All of these issues require engineering teams to rethink the algorithms, which has led to a clock concurrent optimization process, he said. “The underlying model in timing terms is, rather than thinking about a path in the design—I call them chains—where a chain would be a sequence of functions that span multiple register boundaries. Eventually these functions form some kind of a feedback loop and it’s that loop that really dictates the speed. In a traditional flow, if I’ve got a four-pipeline stage loop, my speed is driven by whichever of those four pipeline stages is the longest. In a clock concurrent world, I’m going to take the average of those four pipeline stages and that’s what drives the speed of my chip.”

Embracing that approach has required major changes to the tools themselves. “It’s a complete genetic rewrite in terms of the algorithm,” Cunningham asserted. “To the end user, it just looks like a new kind of next-generation step in the flow. So I’ve just rewritten step ‘n.’ What comes into step n, what goes out of step n is still the same but the actual result is now much better for power, performance and area. You are really optimizing the clock parts and the logic parts at the same time.”

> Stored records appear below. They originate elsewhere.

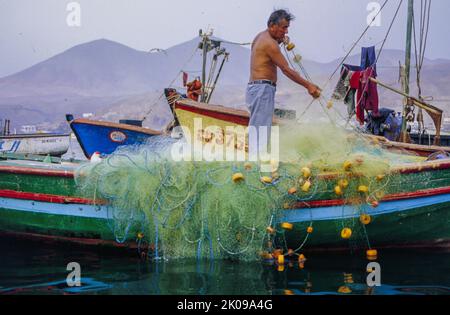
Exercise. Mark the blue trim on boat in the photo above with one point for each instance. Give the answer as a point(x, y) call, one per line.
point(105, 139)
point(347, 212)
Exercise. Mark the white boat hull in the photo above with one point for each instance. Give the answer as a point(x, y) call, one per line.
point(43, 144)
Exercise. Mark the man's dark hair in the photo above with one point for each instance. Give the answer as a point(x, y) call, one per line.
point(277, 16)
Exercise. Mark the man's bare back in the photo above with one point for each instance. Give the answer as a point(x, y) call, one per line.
point(266, 57)
point(262, 66)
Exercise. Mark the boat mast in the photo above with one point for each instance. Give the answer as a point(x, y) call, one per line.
point(205, 51)
point(407, 66)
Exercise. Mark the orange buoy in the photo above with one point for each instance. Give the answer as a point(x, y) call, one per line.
point(372, 254)
point(343, 183)
point(346, 233)
point(287, 226)
point(306, 172)
point(363, 189)
point(290, 46)
point(306, 186)
point(237, 177)
point(365, 219)
point(347, 165)
point(344, 290)
point(270, 230)
point(301, 258)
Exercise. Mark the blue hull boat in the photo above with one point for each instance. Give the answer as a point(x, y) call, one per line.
point(105, 137)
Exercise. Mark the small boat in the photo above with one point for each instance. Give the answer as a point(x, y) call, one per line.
point(105, 137)
point(52, 144)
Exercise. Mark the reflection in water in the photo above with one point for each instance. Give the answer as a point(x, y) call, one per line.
point(34, 268)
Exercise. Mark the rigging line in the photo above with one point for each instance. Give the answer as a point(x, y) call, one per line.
point(389, 30)
point(170, 84)
point(356, 43)
point(345, 58)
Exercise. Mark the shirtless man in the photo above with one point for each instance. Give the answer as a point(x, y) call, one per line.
point(266, 56)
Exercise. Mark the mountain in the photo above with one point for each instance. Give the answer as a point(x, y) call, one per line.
point(115, 81)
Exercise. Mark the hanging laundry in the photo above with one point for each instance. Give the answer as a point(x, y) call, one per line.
point(368, 58)
point(367, 96)
point(341, 89)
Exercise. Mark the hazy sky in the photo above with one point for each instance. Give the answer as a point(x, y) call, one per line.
point(34, 30)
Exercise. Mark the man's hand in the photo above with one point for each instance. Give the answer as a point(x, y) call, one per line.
point(314, 90)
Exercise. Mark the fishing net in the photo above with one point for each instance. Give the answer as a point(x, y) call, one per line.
point(229, 210)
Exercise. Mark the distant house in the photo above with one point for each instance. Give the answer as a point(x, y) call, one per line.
point(28, 129)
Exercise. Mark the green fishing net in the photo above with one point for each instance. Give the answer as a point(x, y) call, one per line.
point(222, 209)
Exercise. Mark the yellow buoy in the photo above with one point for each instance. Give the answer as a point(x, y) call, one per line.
point(372, 254)
point(237, 177)
point(306, 172)
point(343, 183)
point(290, 46)
point(287, 226)
point(306, 186)
point(363, 189)
point(270, 230)
point(365, 219)
point(344, 290)
point(346, 233)
point(266, 255)
point(347, 165)
point(301, 258)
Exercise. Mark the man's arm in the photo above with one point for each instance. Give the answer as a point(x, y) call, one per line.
point(280, 61)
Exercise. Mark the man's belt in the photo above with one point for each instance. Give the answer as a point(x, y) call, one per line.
point(264, 82)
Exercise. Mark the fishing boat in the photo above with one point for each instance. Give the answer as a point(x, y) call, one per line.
point(105, 137)
point(52, 144)
point(40, 200)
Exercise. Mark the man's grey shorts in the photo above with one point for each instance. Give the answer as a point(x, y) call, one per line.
point(260, 99)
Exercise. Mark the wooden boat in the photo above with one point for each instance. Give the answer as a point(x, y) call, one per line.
point(40, 200)
point(39, 143)
point(105, 137)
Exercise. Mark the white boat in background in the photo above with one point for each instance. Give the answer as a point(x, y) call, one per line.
point(39, 144)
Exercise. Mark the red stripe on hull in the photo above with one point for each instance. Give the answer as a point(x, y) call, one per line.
point(393, 197)
point(35, 171)
point(48, 198)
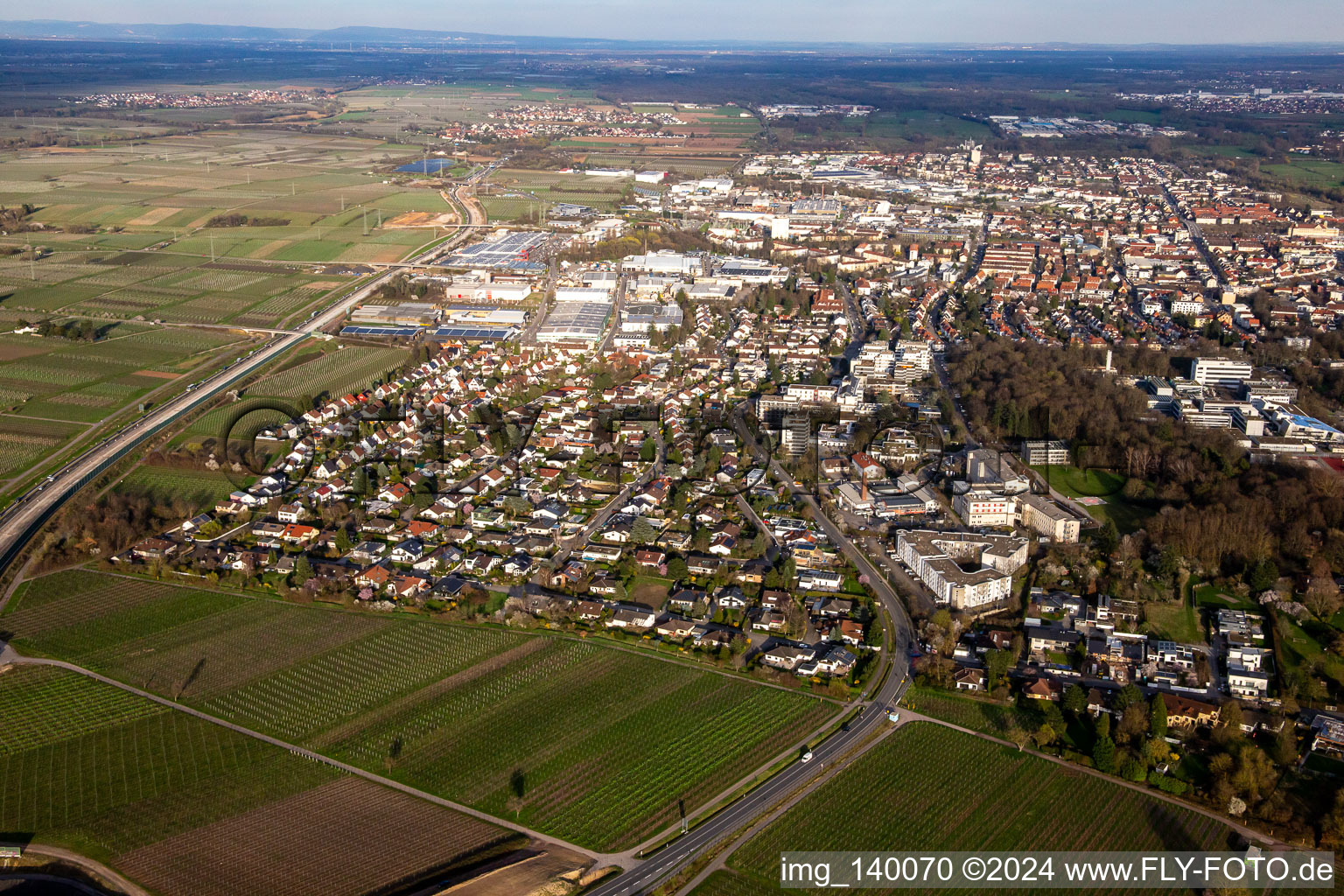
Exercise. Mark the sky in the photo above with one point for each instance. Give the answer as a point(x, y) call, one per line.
point(862, 20)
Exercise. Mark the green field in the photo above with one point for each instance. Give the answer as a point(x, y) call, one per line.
point(52, 388)
point(200, 488)
point(350, 369)
point(312, 199)
point(1311, 172)
point(1173, 622)
point(928, 788)
point(164, 797)
point(582, 740)
point(1097, 484)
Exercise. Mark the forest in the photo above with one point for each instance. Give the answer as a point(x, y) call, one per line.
point(1208, 502)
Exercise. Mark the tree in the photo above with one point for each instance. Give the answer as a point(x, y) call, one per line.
point(1158, 718)
point(1332, 826)
point(1018, 737)
point(1263, 577)
point(998, 662)
point(1103, 755)
point(1102, 725)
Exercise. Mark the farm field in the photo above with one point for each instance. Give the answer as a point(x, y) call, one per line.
point(167, 798)
point(1312, 172)
point(52, 388)
point(348, 369)
point(547, 187)
point(968, 712)
point(930, 788)
point(192, 203)
point(200, 488)
point(443, 708)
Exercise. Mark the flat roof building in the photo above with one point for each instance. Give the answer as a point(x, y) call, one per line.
point(964, 570)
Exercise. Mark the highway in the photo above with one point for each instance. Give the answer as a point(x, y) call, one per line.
point(797, 775)
point(25, 516)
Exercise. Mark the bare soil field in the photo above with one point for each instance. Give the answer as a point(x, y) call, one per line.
point(348, 836)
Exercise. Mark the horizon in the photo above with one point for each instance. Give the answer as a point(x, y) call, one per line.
point(1005, 23)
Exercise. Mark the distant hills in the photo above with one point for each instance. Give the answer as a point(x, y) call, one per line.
point(52, 29)
point(368, 35)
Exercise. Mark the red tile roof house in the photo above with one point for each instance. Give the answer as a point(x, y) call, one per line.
point(374, 577)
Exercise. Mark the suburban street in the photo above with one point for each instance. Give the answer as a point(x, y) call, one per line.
point(22, 520)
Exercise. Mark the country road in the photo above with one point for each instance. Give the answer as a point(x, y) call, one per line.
point(894, 673)
point(25, 516)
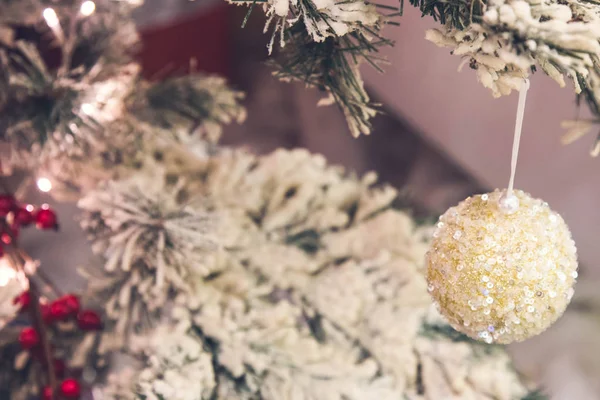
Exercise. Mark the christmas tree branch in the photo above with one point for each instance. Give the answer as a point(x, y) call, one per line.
point(19, 261)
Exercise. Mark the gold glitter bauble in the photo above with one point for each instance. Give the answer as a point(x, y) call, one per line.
point(501, 268)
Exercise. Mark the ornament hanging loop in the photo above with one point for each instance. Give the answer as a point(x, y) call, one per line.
point(517, 137)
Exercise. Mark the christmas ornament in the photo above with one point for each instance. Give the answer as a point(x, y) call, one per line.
point(70, 388)
point(89, 320)
point(46, 218)
point(29, 338)
point(7, 204)
point(502, 265)
point(24, 216)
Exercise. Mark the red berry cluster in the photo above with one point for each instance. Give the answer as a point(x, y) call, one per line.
point(65, 308)
point(17, 216)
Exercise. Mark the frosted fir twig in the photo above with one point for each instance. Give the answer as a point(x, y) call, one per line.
point(323, 44)
point(154, 245)
point(201, 103)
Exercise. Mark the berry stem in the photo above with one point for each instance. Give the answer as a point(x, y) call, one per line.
point(38, 323)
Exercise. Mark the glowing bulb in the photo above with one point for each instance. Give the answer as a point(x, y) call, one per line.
point(51, 18)
point(87, 108)
point(44, 184)
point(87, 8)
point(7, 273)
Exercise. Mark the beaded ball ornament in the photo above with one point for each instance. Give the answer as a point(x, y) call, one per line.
point(501, 267)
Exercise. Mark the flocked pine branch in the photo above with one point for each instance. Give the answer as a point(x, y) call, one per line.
point(74, 106)
point(323, 44)
point(316, 293)
point(504, 40)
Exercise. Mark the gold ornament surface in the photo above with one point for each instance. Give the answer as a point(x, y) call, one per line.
point(501, 268)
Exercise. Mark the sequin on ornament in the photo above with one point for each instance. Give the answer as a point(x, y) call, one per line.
point(512, 267)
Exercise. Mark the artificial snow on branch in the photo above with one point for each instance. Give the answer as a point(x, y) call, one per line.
point(316, 293)
point(155, 241)
point(503, 40)
point(323, 44)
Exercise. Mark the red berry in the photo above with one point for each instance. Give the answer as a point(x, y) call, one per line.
point(7, 204)
point(46, 218)
point(70, 388)
point(29, 338)
point(59, 367)
point(9, 234)
point(23, 300)
point(59, 310)
point(89, 320)
point(46, 313)
point(24, 216)
point(47, 393)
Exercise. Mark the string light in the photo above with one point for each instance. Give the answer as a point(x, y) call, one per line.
point(51, 18)
point(87, 8)
point(87, 108)
point(7, 273)
point(44, 184)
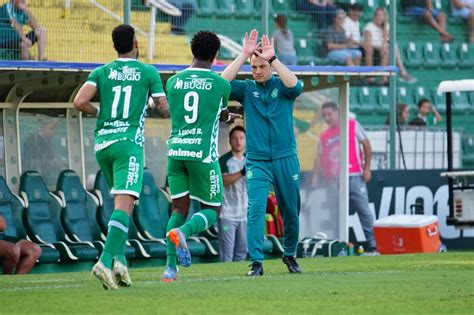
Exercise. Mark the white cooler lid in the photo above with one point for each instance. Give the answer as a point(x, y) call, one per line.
point(403, 220)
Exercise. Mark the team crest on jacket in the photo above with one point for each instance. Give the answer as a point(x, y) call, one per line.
point(275, 93)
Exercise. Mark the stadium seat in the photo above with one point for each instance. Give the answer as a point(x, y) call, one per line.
point(142, 249)
point(413, 55)
point(367, 100)
point(11, 209)
point(152, 214)
point(43, 223)
point(466, 55)
point(404, 95)
point(79, 211)
point(431, 55)
point(448, 55)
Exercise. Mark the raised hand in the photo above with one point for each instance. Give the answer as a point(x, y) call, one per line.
point(268, 51)
point(250, 42)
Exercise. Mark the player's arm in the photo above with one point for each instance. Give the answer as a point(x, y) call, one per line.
point(250, 45)
point(82, 101)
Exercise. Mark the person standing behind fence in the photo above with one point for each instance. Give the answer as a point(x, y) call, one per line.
point(425, 114)
point(13, 15)
point(284, 41)
point(233, 218)
point(326, 165)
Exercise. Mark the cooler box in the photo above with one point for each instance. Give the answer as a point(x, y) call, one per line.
point(400, 234)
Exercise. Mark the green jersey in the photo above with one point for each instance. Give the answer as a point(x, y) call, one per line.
point(196, 98)
point(124, 86)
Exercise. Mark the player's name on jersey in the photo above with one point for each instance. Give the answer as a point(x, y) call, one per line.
point(215, 187)
point(125, 73)
point(193, 131)
point(185, 153)
point(186, 141)
point(194, 83)
point(103, 132)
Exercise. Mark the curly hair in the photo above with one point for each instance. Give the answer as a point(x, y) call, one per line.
point(122, 37)
point(205, 45)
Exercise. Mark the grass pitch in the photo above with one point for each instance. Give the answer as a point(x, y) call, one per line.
point(403, 284)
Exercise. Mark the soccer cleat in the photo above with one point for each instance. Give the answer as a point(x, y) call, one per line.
point(291, 263)
point(182, 252)
point(256, 270)
point(105, 276)
point(120, 272)
point(169, 275)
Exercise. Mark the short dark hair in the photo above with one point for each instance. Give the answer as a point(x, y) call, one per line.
point(123, 38)
point(331, 105)
point(422, 101)
point(356, 7)
point(205, 45)
point(236, 128)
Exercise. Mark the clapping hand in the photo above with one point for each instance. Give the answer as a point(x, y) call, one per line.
point(250, 42)
point(268, 51)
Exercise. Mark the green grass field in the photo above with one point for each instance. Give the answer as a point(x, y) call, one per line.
point(404, 284)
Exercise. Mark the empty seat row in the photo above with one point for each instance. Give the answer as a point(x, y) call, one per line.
point(376, 99)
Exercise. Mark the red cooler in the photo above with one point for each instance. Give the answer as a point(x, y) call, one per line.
point(400, 234)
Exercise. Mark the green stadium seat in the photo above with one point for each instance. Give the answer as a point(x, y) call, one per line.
point(134, 246)
point(383, 99)
point(466, 55)
point(431, 55)
point(79, 214)
point(245, 9)
point(305, 51)
point(43, 222)
point(367, 100)
point(225, 9)
point(206, 8)
point(11, 209)
point(448, 56)
point(413, 55)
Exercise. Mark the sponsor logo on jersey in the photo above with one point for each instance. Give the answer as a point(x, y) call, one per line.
point(133, 171)
point(185, 153)
point(275, 93)
point(214, 181)
point(125, 73)
point(194, 83)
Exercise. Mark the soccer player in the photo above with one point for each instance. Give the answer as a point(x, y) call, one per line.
point(198, 100)
point(272, 158)
point(123, 86)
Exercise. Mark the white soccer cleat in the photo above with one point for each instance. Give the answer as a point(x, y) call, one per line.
point(120, 272)
point(105, 276)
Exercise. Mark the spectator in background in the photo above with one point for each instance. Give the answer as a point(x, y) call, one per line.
point(322, 11)
point(423, 10)
point(284, 42)
point(403, 113)
point(427, 114)
point(376, 38)
point(465, 9)
point(233, 217)
point(13, 15)
point(326, 165)
point(18, 258)
point(352, 22)
point(342, 49)
point(178, 22)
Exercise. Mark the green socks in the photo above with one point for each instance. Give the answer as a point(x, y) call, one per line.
point(116, 238)
point(199, 222)
point(176, 220)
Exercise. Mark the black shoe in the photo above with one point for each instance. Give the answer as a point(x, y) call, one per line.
point(255, 270)
point(291, 263)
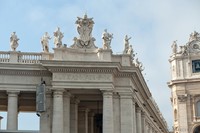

Overall, boundaries are blurring throughout the entire optimization flow and the trend in the industry is towards the different optimization steps becoming more and more intimately linked so it’s a very, very smooth transition and possibly its a more fine-grained transition as you go from step n to step n+1 to step n+2. Twenty years ago they were really very distinct, isolated steps almost as if you were running different tools, he observed.

“It’s really the sum of all the steps—making the combination greater than the sum of its parts—that’s where the industry is focused these days,” Cunningham concluded.